Bisnis.com, JAKARTA -- Terdapat ratusan bank yang bangkrut sejak 2005 hingga saat ini, di mana hampir semuanya merupakan bank perekonomian rakyat (BPR). Sepanjang 2023, telah ada tiga BPR yang bangkrut, ditambah kredit bermasalah di industri ini yang kian membengkak.
Terbaru BPR Indotama UKM Sulawesi bangkrut setelah dicabut izinnya oleh Otoritas Jasa Keuangan (OJK) melalui Keputusan Anggota Dewan Komisioner Otoritas Jasa Keuangan Nomor KEP-79/D.03/2023 bertanggal 15 November 2023 tentang Pencabutan Izin Usaha PT Bank Perkreditan Rakyat Indotama UKM Sulawesi.
BPR Indotama UKM Sulawesi pun harus dilikuidasi oleh Lembaga Penjamin Simpanan (LPS).
Dengan bertambahnya satu BPR yang bangkrut, maka, total sejak 2005 atau sejak LPS berdiri, sudah ada 121 BPR yang bangkrut. Sepanjang tahun ini, telah ada tiga bank yang bangkrut, di mana kesemuanya merupakan BPR.
Sebelum BPR Indotama UKM Sulawesi bangkrut, ada PT BPR Bagong Inti Marga atau BPR BIM bangkrut tahun ini, di mana izinnya telah dicabut pada 3 Februari 2023. BPR Karya Remaja Indramayu atau BPR KRI juga bangkrut dan dicabut izinnya oleh OJK pada 12 September 2023.
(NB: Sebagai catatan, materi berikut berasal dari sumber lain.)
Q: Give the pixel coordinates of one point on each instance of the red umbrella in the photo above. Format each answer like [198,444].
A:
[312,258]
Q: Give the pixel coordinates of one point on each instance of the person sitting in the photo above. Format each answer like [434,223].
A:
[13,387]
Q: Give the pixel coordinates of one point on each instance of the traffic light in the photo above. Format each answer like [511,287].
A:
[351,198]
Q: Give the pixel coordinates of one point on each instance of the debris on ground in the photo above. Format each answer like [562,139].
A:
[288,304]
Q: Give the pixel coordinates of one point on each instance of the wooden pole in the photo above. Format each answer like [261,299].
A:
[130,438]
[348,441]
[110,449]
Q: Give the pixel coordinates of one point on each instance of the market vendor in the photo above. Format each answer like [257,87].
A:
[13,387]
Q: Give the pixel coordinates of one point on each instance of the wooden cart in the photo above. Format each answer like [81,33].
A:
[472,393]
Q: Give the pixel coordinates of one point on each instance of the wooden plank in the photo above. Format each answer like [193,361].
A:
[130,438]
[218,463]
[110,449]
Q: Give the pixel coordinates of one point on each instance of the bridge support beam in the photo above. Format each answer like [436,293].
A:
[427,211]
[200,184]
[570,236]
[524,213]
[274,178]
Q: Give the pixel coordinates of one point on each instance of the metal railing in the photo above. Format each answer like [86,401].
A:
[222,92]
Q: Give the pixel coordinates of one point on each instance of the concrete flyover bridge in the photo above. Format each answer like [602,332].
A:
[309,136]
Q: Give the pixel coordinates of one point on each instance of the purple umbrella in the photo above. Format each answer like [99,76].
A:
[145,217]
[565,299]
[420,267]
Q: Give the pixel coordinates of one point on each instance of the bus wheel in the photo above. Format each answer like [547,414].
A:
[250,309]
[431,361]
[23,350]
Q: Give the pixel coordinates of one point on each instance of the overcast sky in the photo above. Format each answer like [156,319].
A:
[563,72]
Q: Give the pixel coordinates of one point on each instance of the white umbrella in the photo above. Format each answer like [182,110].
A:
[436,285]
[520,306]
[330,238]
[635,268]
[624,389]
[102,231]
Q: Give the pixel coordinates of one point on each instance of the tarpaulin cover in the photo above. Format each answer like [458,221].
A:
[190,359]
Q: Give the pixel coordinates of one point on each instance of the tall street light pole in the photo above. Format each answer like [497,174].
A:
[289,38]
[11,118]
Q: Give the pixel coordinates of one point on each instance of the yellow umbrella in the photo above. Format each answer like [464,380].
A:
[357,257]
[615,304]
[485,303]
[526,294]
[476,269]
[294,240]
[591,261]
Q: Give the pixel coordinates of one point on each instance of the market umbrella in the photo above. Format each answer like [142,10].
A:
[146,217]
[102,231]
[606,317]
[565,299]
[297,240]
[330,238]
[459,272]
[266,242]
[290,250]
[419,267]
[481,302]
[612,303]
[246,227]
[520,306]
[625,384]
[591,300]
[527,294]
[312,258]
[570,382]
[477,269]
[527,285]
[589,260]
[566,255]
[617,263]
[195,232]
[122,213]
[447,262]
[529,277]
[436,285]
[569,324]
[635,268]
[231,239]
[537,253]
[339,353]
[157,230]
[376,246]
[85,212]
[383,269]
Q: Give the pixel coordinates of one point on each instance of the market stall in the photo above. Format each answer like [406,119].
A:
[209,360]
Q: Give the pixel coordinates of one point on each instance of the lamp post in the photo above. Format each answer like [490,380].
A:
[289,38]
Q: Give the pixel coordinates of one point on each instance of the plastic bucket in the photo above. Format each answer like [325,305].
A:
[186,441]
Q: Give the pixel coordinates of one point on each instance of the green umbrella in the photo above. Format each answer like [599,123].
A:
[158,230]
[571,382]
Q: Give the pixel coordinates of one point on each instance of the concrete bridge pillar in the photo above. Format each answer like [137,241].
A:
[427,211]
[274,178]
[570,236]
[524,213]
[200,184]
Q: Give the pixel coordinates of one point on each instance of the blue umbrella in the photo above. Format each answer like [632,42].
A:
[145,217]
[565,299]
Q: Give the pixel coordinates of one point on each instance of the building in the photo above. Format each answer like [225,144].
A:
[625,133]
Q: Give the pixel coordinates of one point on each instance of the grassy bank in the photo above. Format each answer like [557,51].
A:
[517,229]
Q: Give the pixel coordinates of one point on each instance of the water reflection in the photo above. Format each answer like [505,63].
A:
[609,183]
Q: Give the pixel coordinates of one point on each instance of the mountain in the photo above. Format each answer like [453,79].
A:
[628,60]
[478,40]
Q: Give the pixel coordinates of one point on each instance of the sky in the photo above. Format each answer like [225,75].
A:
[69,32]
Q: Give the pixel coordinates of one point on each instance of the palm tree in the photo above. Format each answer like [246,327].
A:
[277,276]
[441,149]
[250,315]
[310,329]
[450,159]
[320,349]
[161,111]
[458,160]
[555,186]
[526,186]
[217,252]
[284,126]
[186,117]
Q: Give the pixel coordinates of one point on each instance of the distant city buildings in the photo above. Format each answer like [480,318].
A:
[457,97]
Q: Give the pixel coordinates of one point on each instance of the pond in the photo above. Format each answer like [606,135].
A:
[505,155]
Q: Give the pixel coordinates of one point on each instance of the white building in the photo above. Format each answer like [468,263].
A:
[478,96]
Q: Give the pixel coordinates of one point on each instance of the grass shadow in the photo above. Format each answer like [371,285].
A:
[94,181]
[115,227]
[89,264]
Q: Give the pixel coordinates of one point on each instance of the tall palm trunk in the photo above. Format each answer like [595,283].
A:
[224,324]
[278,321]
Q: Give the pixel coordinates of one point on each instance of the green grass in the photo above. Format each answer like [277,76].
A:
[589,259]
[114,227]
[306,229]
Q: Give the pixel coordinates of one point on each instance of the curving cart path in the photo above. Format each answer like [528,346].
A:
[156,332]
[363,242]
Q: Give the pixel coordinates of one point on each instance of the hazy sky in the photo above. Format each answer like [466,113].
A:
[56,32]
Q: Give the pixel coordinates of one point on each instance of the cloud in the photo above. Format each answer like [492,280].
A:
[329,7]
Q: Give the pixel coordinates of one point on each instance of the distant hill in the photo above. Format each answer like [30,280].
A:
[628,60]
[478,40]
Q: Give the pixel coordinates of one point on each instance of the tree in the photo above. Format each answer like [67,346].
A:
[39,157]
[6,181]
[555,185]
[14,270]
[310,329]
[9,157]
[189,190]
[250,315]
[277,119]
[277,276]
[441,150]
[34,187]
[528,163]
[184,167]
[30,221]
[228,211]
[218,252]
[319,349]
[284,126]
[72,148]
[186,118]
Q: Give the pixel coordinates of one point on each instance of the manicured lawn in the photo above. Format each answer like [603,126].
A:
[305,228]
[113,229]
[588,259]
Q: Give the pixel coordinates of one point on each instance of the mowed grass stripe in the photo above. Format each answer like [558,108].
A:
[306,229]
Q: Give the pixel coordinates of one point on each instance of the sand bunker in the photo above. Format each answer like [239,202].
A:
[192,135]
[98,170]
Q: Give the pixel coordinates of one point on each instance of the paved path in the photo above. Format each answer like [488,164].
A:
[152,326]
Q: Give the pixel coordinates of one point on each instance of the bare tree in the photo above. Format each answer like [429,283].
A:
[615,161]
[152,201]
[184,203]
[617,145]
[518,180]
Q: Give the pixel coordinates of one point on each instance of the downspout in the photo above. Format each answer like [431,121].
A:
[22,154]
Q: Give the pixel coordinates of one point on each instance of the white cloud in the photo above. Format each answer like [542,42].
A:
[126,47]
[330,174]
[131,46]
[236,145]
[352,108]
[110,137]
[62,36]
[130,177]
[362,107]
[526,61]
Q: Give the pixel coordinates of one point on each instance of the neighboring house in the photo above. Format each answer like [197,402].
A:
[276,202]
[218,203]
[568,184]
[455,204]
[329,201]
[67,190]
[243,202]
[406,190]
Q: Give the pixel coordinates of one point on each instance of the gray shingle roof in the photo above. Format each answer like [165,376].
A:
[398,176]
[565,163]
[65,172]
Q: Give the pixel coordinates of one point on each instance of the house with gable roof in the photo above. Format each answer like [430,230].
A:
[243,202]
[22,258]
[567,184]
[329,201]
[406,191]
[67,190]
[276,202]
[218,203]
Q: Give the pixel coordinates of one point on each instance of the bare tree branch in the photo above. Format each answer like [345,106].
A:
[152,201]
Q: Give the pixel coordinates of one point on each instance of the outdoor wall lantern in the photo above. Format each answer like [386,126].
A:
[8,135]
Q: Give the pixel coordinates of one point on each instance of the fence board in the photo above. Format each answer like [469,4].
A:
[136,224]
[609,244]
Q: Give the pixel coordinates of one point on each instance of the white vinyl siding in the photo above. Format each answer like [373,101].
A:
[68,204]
Di tengah bangkrutnya BPR, tercatat industri ini mengalami tren pembengkakan rasio kredit bermasalah (nonperforming loan/NPL).
Baca Juga
Penyaluran kredit BPR memang naik 9,88% secara tahunan (year on year/yoy) menjadi Rp137,48 triliun pada Agustus 2023. Namun, NPL BPR turut membengkak dari 7,98% pada Agustus 2022 menjadi 10,13% pada Agustus 2023.
NPL BPR pada Agustus 2023 juga naik dibandingkan bulan sebelumnya atau Juli 2023 sebesar 9,79%. Adapun, sepanjang tahun berjalan (year to date/ytd), NPL BPR naik 241 basis poin (bps).
Berdasarkan Statistik Perbankan Indonesia dari OJK, BPR memiliki nilai kredit non lancar sebesar Rp13,92 triliun. Angka kredit macet di BPR mencapai Rp9,3 triliun per Agustus 2023. Nilai kredit macet BPR itu naik 35,17% yoy.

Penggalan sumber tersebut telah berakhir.